Quote Originally Posted by Michael R 1974 View Post
Apologies for being somewhat rude. It's just that you can't imagine how many times someone has posted a technical question, only to have the discussion derailed by someone eventually chiming in with the old "nothing is worse than a sharp print of a fuzzy concept" thing. It never fails. So my furstration got the better of me.

I would say I'm mostly on the same page as you, after having read your explanation.

All I'm saying is there seems to be this notion out there that an interest in the theory and science of photography necessarily precludes artistic vision - and worse, that ignorance of technical matters necessarily makes one a better artist. This kind of thinking is utter nonsense. It is also one of the reasons why there is so much bad technical information out there when it comes to photography.

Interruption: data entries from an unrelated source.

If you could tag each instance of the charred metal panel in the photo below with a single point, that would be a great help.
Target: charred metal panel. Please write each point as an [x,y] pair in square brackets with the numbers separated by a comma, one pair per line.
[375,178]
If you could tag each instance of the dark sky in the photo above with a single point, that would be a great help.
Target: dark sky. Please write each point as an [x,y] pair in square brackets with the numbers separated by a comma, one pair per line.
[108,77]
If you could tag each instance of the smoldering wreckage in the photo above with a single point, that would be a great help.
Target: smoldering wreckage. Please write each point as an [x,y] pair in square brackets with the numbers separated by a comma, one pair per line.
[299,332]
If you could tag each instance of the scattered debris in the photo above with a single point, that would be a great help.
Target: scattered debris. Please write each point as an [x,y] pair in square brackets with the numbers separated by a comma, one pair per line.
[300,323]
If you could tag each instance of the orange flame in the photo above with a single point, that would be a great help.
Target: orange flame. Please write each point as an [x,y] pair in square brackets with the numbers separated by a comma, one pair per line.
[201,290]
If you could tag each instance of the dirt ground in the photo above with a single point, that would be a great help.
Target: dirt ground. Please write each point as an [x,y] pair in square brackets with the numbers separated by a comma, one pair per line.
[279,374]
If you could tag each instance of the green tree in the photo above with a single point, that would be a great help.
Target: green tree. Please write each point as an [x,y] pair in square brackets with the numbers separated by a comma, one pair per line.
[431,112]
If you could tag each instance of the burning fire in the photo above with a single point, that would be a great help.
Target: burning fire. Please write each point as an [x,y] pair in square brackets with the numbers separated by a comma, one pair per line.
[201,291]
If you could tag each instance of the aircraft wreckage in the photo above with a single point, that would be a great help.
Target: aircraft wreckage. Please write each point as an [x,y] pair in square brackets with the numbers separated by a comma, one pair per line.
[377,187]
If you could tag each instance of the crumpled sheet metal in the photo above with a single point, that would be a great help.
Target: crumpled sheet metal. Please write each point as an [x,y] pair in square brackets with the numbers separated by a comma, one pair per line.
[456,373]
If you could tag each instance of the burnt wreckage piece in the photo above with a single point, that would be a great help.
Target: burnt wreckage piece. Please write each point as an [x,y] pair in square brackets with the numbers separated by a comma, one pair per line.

So I tend to get upset when issues of substance vs technical quality are raised. It is a false dichotomy. A red herring. Substance and technique are not mutually exclusive. It is perfectly possible for a photographer to be both a creative artist and obsessive about the minutiae of the photographic process.
I think we are very much in agreement. Every year I make the rounds at the large art fairs (Art Basel, The Armory Show, etc) and each year I am more and more amazed by the lack of technique when it comes to photographic print making. People can say whatever they want about the content of Robert Mapplethorpe's work, for example, but his prints were spectacular and on par with Weston, Penn and the like. So yes, content and technique should certainly support one another.

However, there is some truth to those notions, which is why I believe the pedagogy must change. One can get so mired in the technical that they fail to think creatively (or, more correctly stated, they fail to exercise their creative vision and how it fits in to the canon of photography) and one can produce work that has artistic merit while lacking technical skills.

I was originally educated as a classical musician (though my love is jazz). No one would ever hand you a violin and expect you to create art with it, without first spending years, if not decades, mastering the instrument itself. The art, comes out of mastery of craft. At the same time, it is important to expose the student of music to different kinds of music, to force them to practice improvisation (no matter how bad they may be at it at first) and to embrace genres that they might not "get" at first.

I've rambled long enough. Again, to yourself and others, I'm sorry. I'm somewhat new here and still learning the terrain.